JOURNALIST: [inaudible]

GARRETT: I am very confident that the combined expertise of the scientists that are involved in the Southern Ocean Research Partnership will enable them to both increase and deepen their knowledge about cetaceans generally and specifically to fill the gaps in knowledge that may hitherto exist. And I am very confident that with clever use of existing technologies, with innovation, collaboration and applying high levels of intellectual rigour to the process, that we will be able to have a sufficiently deep learning and understanding about cetaceans without having to kill them.

JOURNALIST: Dr Mapp, why is this expedition so important in relation to what has happened already so far this year with the Sea Shepherd and the Japanese?

THE HON DR WAYNE MAPP, NEW ZEALAND MINISTER FOR RESEARCH, SCIENCE AND TECHNOLOGY AND MINISTER FOR DEFENSE: Well clearly the expedition does have an exemplar effect. It is the demonstration that you can do comprehensive research on a non-lethal basis. That is one of the reasons why it is being reported to the totality of the International Whaling Commission and as you know right at the moment there is a study group that is looking at a way of using diplomacy to try and resolve this issue. Well, this particular research helps bolster the case for that. They are connected and that's why the presentations will made at the full forum later this year.

JOURNALIST: Have you had any conversations with Japanese officials about this research and how important it is to this particular part of the group?

MAPP: Well the Japanese Government will be well aware of the nature of the research and as Mr Garrett said they are welcome to join actually, and we would like to see them do that. I think as a deeper understanding is gained in fact, some of the cases that have been put up as to why certain types of research might mean killing whales will actually be able to be disproved. I mean this is obviously about gaining information but it is also actually about demonstrating to other members of the IWC that you can do comprehensive research without killing whales.

JOURNALIST: Dr Mapp, conservationists though have always said that the reason the Japanese kill whales is for commercial and for cultural reasons, not for scientific reasons at all. So this won't make any difference to that?

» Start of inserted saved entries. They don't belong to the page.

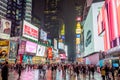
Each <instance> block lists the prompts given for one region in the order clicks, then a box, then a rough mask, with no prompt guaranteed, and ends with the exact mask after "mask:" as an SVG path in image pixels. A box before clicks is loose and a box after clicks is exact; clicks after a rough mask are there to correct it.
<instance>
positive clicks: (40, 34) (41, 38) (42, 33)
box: [40, 29, 47, 41]
mask: <svg viewBox="0 0 120 80" xmlns="http://www.w3.org/2000/svg"><path fill="white" fill-rule="evenodd" d="M40 39H41V40H44V41H47V33H46V32H45V31H43V30H42V29H41V30H40Z"/></svg>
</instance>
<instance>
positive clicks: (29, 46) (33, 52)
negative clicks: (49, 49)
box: [25, 41, 37, 53]
mask: <svg viewBox="0 0 120 80" xmlns="http://www.w3.org/2000/svg"><path fill="white" fill-rule="evenodd" d="M36 51H37V44H36V43H33V42H30V41H27V42H26V48H25V52H27V53H36Z"/></svg>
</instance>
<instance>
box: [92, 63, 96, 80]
mask: <svg viewBox="0 0 120 80" xmlns="http://www.w3.org/2000/svg"><path fill="white" fill-rule="evenodd" d="M91 72H92V78H93V79H94V73H95V66H94V65H92V66H91Z"/></svg>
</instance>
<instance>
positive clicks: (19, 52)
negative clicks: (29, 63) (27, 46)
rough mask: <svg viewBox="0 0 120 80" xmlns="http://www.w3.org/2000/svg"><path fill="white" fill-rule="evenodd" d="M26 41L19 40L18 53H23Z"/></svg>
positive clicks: (25, 43) (25, 44)
mask: <svg viewBox="0 0 120 80" xmlns="http://www.w3.org/2000/svg"><path fill="white" fill-rule="evenodd" d="M25 46H26V41H21V43H20V44H19V50H18V54H24V52H25Z"/></svg>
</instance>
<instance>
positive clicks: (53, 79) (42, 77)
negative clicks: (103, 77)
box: [0, 69, 102, 80]
mask: <svg viewBox="0 0 120 80" xmlns="http://www.w3.org/2000/svg"><path fill="white" fill-rule="evenodd" d="M0 80H1V78H0ZM8 80H18V73H17V72H16V71H14V70H13V71H10V72H9V78H8ZM19 80H102V79H101V75H100V74H99V73H97V72H96V73H95V76H94V79H92V76H91V78H89V76H88V75H86V76H85V77H83V74H79V75H78V76H77V75H76V74H75V73H71V72H69V71H67V70H66V71H64V72H63V71H62V70H58V69H57V70H56V71H55V70H54V71H51V70H49V69H48V70H46V74H45V75H44V72H43V71H40V70H38V69H34V70H29V71H28V70H23V71H22V74H21V77H20V79H19Z"/></svg>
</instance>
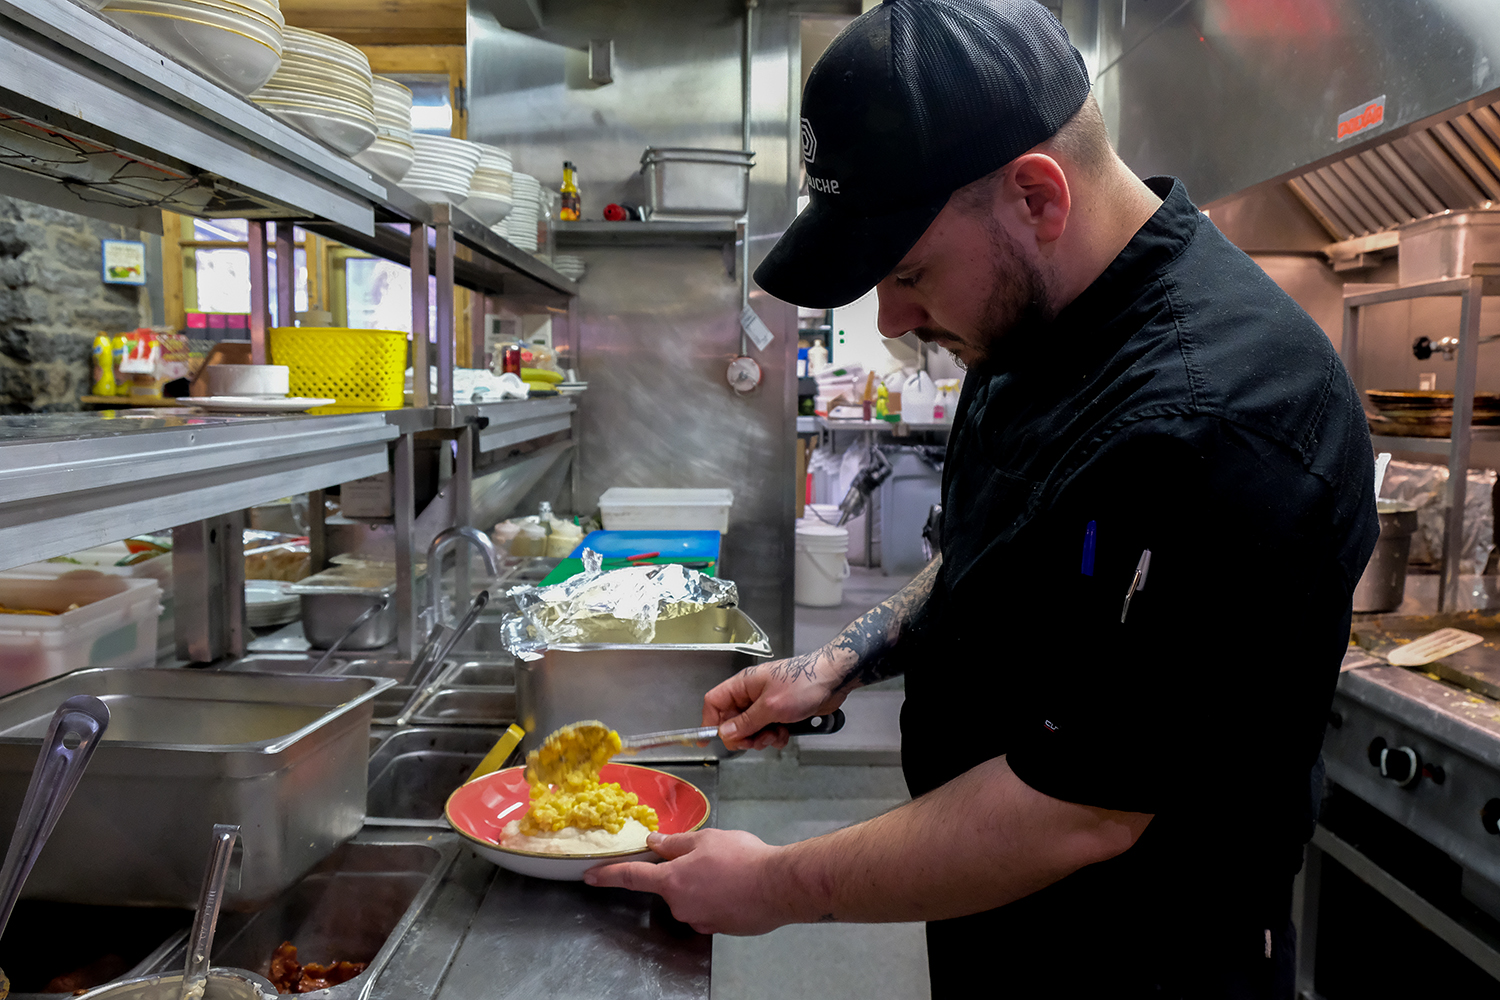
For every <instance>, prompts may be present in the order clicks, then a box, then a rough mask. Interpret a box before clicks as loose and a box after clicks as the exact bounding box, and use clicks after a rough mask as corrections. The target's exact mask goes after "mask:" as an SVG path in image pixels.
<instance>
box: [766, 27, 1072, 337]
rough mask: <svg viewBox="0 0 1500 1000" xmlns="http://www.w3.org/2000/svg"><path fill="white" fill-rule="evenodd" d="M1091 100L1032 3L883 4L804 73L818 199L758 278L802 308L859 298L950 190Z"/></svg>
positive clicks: (806, 101)
mask: <svg viewBox="0 0 1500 1000" xmlns="http://www.w3.org/2000/svg"><path fill="white" fill-rule="evenodd" d="M1088 96H1089V75H1088V70H1086V69H1085V67H1083V57H1082V55H1079V52H1077V49H1074V48H1073V45H1071V43H1068V33H1067V31H1065V30H1064V28H1062V24H1059V22H1058V18H1055V16H1053V15H1052V12H1049V10H1047V9H1046V7H1043V6H1041V4H1040V3H1034V0H885V3H882V4H880V6H879V7H874V9H873V10H870V12H867V13H864V15H861V16H859V18H856V19H855V21H853V22H852V24H850V25H849V27H847V28H844V30H843V31H841V33H840V34H838V37H837V39H834V42H832V45H829V46H828V51H826V52H823V55H822V58H819V60H817V64H816V66H813V72H811V75H810V76H808V78H807V87H805V90H804V91H802V162H804V163H805V165H807V187H808V195H810V204H808V207H807V208H805V210H804V211H802V213H801V214H799V216H798V217H796V220H793V222H792V225H790V226H789V228H787V231H786V232H784V234H783V235H781V238H780V240H777V243H775V246H774V247H771V252H769V253H768V255H766V258H765V261H762V262H760V267H757V268H756V271H754V279H756V282H757V283H759V285H760V288H763V289H765V291H768V292H771V294H772V295H775V297H777V298H781V300H784V301H790V303H796V304H798V306H811V307H819V309H828V307H832V306H843V304H844V303H850V301H853V300H855V298H858V297H859V295H862V294H864V292H867V291H870V289H871V288H874V285H876V283H877V282H879V280H880V279H882V277H885V276H886V274H889V273H891V268H894V267H895V265H897V264H898V262H900V259H901V258H903V256H904V255H906V252H907V250H910V249H912V246H913V244H915V243H916V241H918V240H919V238H921V235H922V232H926V231H927V226H929V225H930V223H932V220H933V219H935V217H936V216H938V213H939V211H942V207H944V205H945V204H947V202H948V198H950V196H951V195H953V192H956V190H957V189H960V187H963V186H965V184H969V183H972V181H975V180H978V178H981V177H984V175H986V174H990V172H993V171H996V169H999V168H1001V166H1004V165H1005V163H1008V162H1011V160H1013V159H1016V157H1017V156H1020V154H1022V153H1025V151H1026V150H1029V148H1032V147H1034V145H1037V144H1038V142H1044V141H1046V139H1049V138H1052V135H1053V133H1055V132H1056V130H1058V129H1059V127H1062V124H1064V123H1065V121H1068V118H1071V117H1073V115H1074V114H1076V112H1077V111H1079V108H1082V106H1083V102H1085V99H1086V97H1088Z"/></svg>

MAPP: Well the case by the Japanese of course is that they would say ‘scientific’ whaling. So it is important for New Zealand and Australia who have always been opposed to that concept to demonstrate by our research that it is actually not necessary.

JOURNALIST: Dr Mapp just two weeks ago the Prime Minister said that he would be asking Hilary Clinton to broker a deal, has anything come of that?

MAPP: Well there is currently a talk going on in Honolulu at the moment amongst 12 nations. Clearly diplomacy is going to take some time. There is a fair bridge to be [inaudible]. But we are determined to put that effort in. Because I actually everyone can see the current situation is simply not acceptable actually, really for anyone involved. So we are putting maximum effort into diplomacy backed up by this kind of research to achieve really a much better situation which will in fact improve the overall relationship between our countries [inaudible].